My customer's servers have usually 8Gb or RAM, 16Gb is becoming the norm. Nobody cares anymore. Maybe its important in your field, I don't know. No mine though.

So did I ever need to know this piece of trivia? No.

Did I have to fix someone else's code which was relying on the platform default encoding? Lots of times.

PP: actually in C, you get the usually security nightmares on top of the encoding stuff.

vardump · on Dec 5, 2014

> - and 2 bytes per character stored

No, 2 bytes per code unit. A single UTF-16 character requires one or two code units. So a single "character" (code point in Unicode terminology) is either 2 or 4 bytes in Java. Additionally, a single Unicode character can require multiple code points.

pkolaczk · on Dec 7, 2014

What many C++ programmers often forget is that most of those overheads exist in C++ as well. They are only less visible. String length? Check. Char array header? 8-16 bytes reserved by the allocator and additional hidden length field created by c++ compiler. Array pointer: another 4 or 8 bytes. I guess the only thing c++ saves is for the fact the string object itself can be stack allocated. That's just 8 bytes for the object header saved.

roel_v · on Dec 17, 2014

Very late reply, but to clarify, what I meant was not 'was is the size of a string' but 'what is sizeof(char)'. Meaning, if your char is a fixed size it can't represent all characters or is wasteful in 95% of all cases (8, 16 or 32 bit) or if it's variable length the formal complexity goes up for a number of often-used operations.

Dewie · on Dec 5, 2014

> My customer's servers have usually 8Gb or RAM, 16Gb is becoming the norm.

Does the cache sizes not matter? Honest question.

MrBuddyCasino · on Dec 5, 2014

Thats not so easy to answer. It starts to matter a lot when you get into very high performance architectures (think disruptor, anything requiring lots of mechanical sympathy, highly contended memory access etc.), but usually you're waiting for the database or the network anyway.

Supposing you meant memory bloat compared to C, increased developer productivity is almost always more important. Things like memory access patterns can be important when you are interested in optimizing hot loops, but not generally.

ahomescu1 · on Dec 5, 2014

> Only downside: more memory needed, but nobody except the embedded guys care anymore.

As an Android user, I care. Android needs 2GB of memory to run the apps that iOS only needs 1GB for (running Android on a tablet with 1GB has been painful for me).

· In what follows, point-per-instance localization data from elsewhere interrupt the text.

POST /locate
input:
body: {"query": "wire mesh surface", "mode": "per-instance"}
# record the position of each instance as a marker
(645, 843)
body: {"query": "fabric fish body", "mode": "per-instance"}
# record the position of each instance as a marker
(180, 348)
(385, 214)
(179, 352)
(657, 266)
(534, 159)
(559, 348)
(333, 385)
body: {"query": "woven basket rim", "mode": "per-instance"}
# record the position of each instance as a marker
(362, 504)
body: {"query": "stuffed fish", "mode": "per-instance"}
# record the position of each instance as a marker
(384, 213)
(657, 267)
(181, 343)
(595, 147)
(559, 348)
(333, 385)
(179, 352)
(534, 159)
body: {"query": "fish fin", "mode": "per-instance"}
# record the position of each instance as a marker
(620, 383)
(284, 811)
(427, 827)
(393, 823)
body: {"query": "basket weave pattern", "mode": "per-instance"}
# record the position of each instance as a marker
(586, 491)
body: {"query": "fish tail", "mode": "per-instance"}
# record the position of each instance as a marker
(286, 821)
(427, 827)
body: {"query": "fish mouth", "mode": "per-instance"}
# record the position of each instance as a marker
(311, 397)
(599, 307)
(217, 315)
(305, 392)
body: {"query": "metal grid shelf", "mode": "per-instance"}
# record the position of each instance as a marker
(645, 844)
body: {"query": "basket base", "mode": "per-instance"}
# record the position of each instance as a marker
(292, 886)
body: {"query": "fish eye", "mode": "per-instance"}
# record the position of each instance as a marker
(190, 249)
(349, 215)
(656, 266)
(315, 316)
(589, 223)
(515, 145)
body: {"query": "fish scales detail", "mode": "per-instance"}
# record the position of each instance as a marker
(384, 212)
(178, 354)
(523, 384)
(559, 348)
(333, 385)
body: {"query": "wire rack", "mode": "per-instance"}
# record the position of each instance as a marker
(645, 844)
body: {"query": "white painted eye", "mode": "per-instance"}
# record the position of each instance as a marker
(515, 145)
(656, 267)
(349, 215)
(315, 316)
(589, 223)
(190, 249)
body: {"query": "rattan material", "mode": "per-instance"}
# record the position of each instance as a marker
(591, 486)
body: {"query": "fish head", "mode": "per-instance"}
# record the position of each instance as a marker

MrBuddyCasino · on Dec 5, 2014

Mobile borders on embedded imho, and I agree that Java wasn't the smartest choice there. I'm on IOS, so I don't really know, but didn't Google push for 512MB minimum RAM with Android 4.0, to better serve the emerging markets?

pjmlp · on Dec 5, 2014

> Lessons learned, their strings work

It is worse than that, because the other alternative systems programming languages that eventually lost to C and C++ also had their string type.

Just C did not, and C++ followed along due to its compatibility story.

angersock · on Dec 5, 2014

And here is where C shines compared to C++:

At least in C you know that strings are garbage, and you never pretend for a second that everything will be fine. C++ will claim "oh ho ho, we have a string type, don't worry!" and then people will get burned.

pjmlp · on Dec 5, 2014

If you read the discussion, you would that people are getting burned by converting all the time between char* and std::string, because Google isn't using the same string types across all APIs.

I rather have secure strings, even if every now and then they require some attention to.

_3u10 · on Dec 5, 2014

So in C# (on the .NET VM) when you allocate a string that's more than 65K when does it get freed?

I wouldn't call that 'working'.

csl · on Dec 5, 2014

I guess the underlying problem is that C++ doesn't have a standardized ABI. So you get things like QStrings, etc.

pjmlp · on Dec 5, 2014

It is a standardization problem.

When C++ got introduced, it used only C standard library, so everyone wrote their own library.

C++ was already 10 years old when C++98 was a thing and compilers still needed to catch up.

You don't re-write old code just because, so this cruft shows everywhere.

ajuc · on Dec 5, 2014

It's not a matter of ABI. Even source code level compatibility would solve most of the problems. I am happy to recompile as long as I don't need to convert on every api boundary.